Introdução
O delirium é um distúrbio agudo do cérebro que afeta muitos pacientes internados em unidades de terapia intensiva (UTI), especialmente aqueles submetidos à ventilação mecânica. Caracterizado por alterações na atenção, no estado de consciência e no pensamento, este quadro pode acelerar complicações como aumento do tempo de internação, mortalidade e disfunções cognitivas a longo prazo.
Como o tratamento farmacológico muitas vezes não resolve o problema, pesquisas têm buscado intervenções não farmacológicas, como a musicoterapia, que oferece benefícios no relaxamento, redução da ansiedade e melhora do conforto do paciente. Diante desse cenário, este artigo de revisão integrativa visa analisar a efetividade da musicoterapia como intervenção não farmacológica no tratamento do delirium em pacientes adultos internados em UTI.
Serão explorados estudos que investigam os efeitos da música na redução da agitação, na melhora do ciclo sono-vigília e na modulação do humor, buscando evidenciar o potencial da musicoterapia como uma ferramenta adjuvante no cuidado integral do paciente crítico. A análise crítica da literatura permitirá identificar as melhores práticas e lacunas existentes, fornecendo subsídios para a implementação de protocolos de musicoterapia eficazes e personalizados em ambientes de terapia intensiva..
Principais estudos e métodos utilizados
Após buscar em bases de dados como PubMed, Scopus, CINAHL e Google Scholar entre 2014 e 2024, foram selecionados cinco estudos relevantes, incluindo quatro ensaios clínicos randomizados e um estudo piloto. Os participantes, com idades acima de 18 anos e sob ventilação mecânica, tiveram seus sintomas de delirium e níveis de agitação avaliados por escalas específicas, como a CAM-ICU, RASS e CPOT.
Resultados destacados
Todos os estudos evidenciaram que a musicoterapia, especialmente quando personalizada e com ritmo lento, contribui para reduzir a agitação, diminui a frequência cardíaca e melhora o bem-estar geral dos pacientes. Por exemplo, a pesquisa de Golino et al. (2023) mostrou uma diminuição significativa na ansiedade, dor e agitação após sessões de música ao vivo de 30 minutos, conduzidas por musicoterapeutas certificados. Outros estudos, como o de Browning et al. (2020), indicaram que pacientes que ouviram música apresentaram um tempo menor em estado de delirium, enquanto a pesquisa de Seyffert et al. (2022) revelou uma redução na incidência de DELIRIUM, com aumento no número de dias sem sintomas.

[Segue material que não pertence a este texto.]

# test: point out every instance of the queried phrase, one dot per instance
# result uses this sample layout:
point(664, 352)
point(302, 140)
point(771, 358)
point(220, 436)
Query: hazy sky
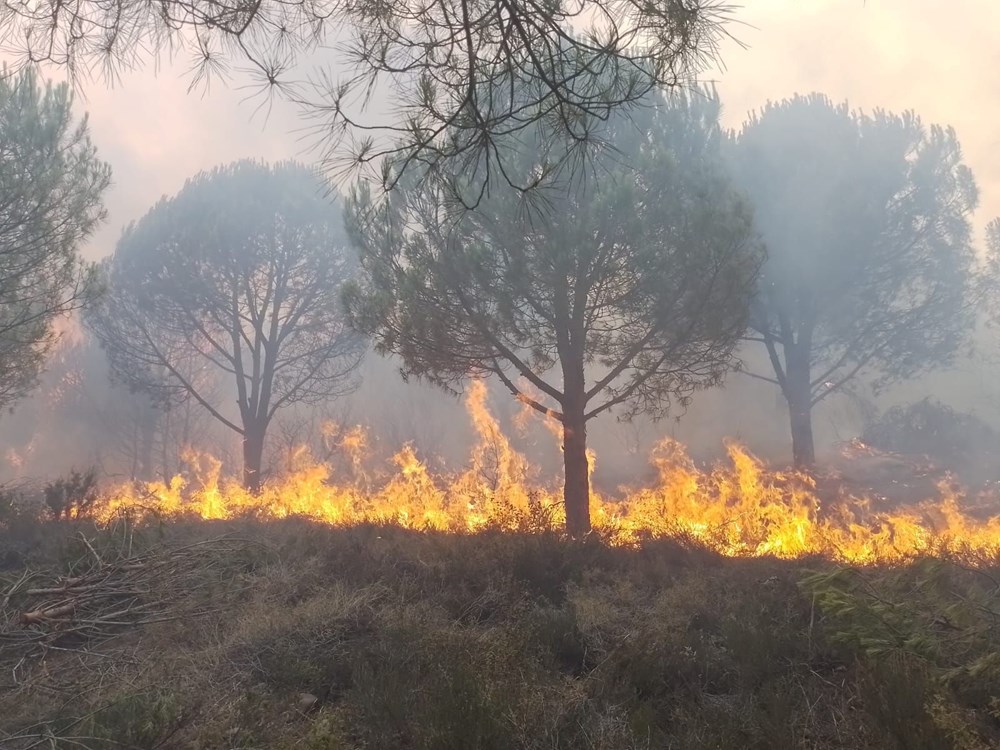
point(940, 59)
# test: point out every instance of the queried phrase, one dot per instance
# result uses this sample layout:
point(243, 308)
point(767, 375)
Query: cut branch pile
point(106, 595)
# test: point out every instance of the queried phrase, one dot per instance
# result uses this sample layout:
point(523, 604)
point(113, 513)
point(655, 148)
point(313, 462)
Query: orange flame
point(739, 509)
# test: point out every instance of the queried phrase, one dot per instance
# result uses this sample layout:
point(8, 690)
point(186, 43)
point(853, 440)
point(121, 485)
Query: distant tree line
point(838, 242)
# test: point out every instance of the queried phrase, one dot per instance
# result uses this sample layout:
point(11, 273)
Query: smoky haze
point(898, 56)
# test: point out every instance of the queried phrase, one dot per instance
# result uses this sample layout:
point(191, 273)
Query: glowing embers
point(739, 508)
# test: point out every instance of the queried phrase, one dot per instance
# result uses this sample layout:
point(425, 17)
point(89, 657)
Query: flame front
point(739, 509)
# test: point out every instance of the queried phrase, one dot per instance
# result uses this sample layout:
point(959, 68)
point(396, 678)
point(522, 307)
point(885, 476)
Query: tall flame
point(739, 508)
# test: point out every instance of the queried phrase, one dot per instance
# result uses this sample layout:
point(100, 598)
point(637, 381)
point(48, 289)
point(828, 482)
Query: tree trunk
point(576, 492)
point(253, 454)
point(798, 394)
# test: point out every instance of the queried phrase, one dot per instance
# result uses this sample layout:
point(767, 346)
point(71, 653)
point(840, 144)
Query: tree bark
point(576, 492)
point(798, 395)
point(253, 454)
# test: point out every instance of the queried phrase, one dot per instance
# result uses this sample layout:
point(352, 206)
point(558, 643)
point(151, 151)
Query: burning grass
point(733, 607)
point(292, 633)
point(739, 508)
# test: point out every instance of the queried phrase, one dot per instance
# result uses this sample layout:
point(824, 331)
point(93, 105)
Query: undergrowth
point(295, 635)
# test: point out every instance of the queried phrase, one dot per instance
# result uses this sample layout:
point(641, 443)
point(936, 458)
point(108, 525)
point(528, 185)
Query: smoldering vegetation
point(293, 634)
point(236, 506)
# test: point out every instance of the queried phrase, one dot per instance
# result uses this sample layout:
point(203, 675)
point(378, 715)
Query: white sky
point(940, 59)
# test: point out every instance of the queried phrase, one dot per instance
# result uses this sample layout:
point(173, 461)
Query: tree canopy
point(866, 219)
point(235, 279)
point(51, 190)
point(449, 68)
point(630, 292)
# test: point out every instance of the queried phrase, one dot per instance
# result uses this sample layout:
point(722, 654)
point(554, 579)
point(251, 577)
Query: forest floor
point(290, 634)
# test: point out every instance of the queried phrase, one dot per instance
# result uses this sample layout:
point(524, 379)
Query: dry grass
point(295, 635)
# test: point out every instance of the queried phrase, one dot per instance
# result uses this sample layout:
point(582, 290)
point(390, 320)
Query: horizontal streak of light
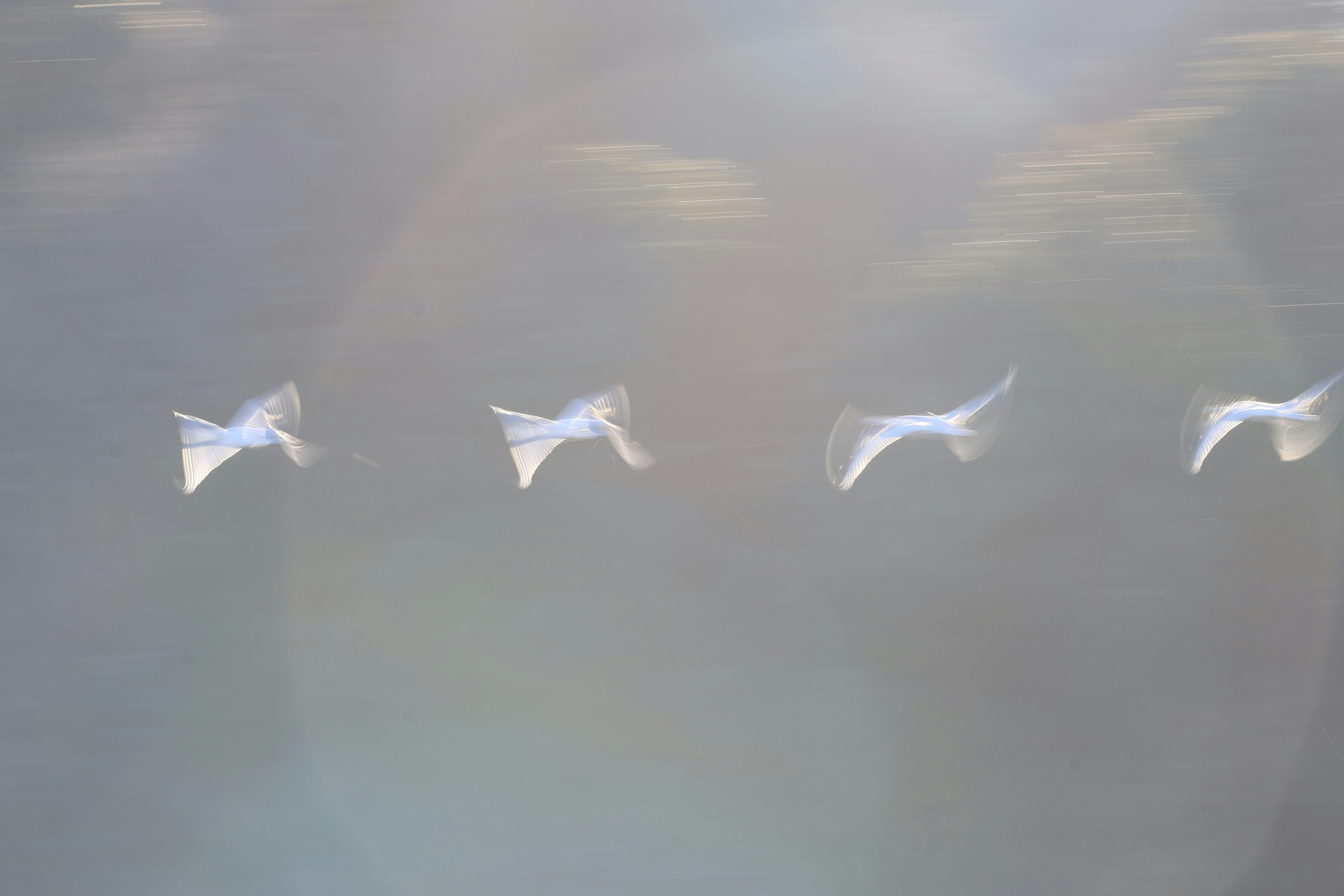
point(1068, 164)
point(995, 242)
point(715, 217)
point(1307, 306)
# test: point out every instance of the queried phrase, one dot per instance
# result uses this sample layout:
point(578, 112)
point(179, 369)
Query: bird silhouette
point(603, 415)
point(267, 420)
point(968, 430)
point(1296, 428)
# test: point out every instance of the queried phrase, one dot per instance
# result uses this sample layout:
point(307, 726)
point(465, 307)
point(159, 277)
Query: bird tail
point(529, 442)
point(300, 452)
point(201, 450)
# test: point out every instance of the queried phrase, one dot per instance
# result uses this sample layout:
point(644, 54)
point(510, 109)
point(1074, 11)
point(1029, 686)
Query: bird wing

Impactos na prática clínica
As evidências apontam que a musicoterapia pode ser uma ferramenta promissora para diminuir o uso de medicamentos sedativos, que muitas vezes têm efeitos colaterais adiando a recuperação. Além disso, a personalização e o ritmo da música parecem ser fatores cruciais na eficácia do método. Todavia, apesar dos bons resultados, os estudos ainda apresentam limitações, como tamanhos reduzidos de amostras e variações nos protocolos utilizados.
Conclusão
Embora mais pesquisas sejam necessárias para estabelecer a melhor forma de aplicar a musicoterapia, os estudos revisados reforçam seu potencial de melhorar a qualidade de vida dos pacientes durante a ventilação mecânica na UTI. Essa abordagem não invasiva e de baixo custo pode, futuramente, integrar o cuidado multidisciplinar, contribuindo para menores taxas de delirium, menor uso de medicamentos e melhores desfechos clínicos.Adicionalmente, a musicoterapia pode influenciar positivamente parâmetros fisiológicos como frequência cardíaca, pressão arterial e frequência respiratória, promovendo relaxamento e bem-estar. A implementação da musicoterapia em UTIs requer profissionais capacitados e protocolos bem definidos, adaptados às necessidades individuais de cada paciente e em consonância com as diretrizes clínicas existentes. É fundamental considerar a preferência musical do paciente, o momento adequado para a intervenção e a interação com outras terapias em curso, a fim de maximizar os benefícios e evitar efeitos adversos. Estudos futuros devem se concentrar em determinar a duração ideal das sessões, a frequência das intervenções e os tipos de música mais eficazes para diferentes populações de pacientes em ventilação mecânica.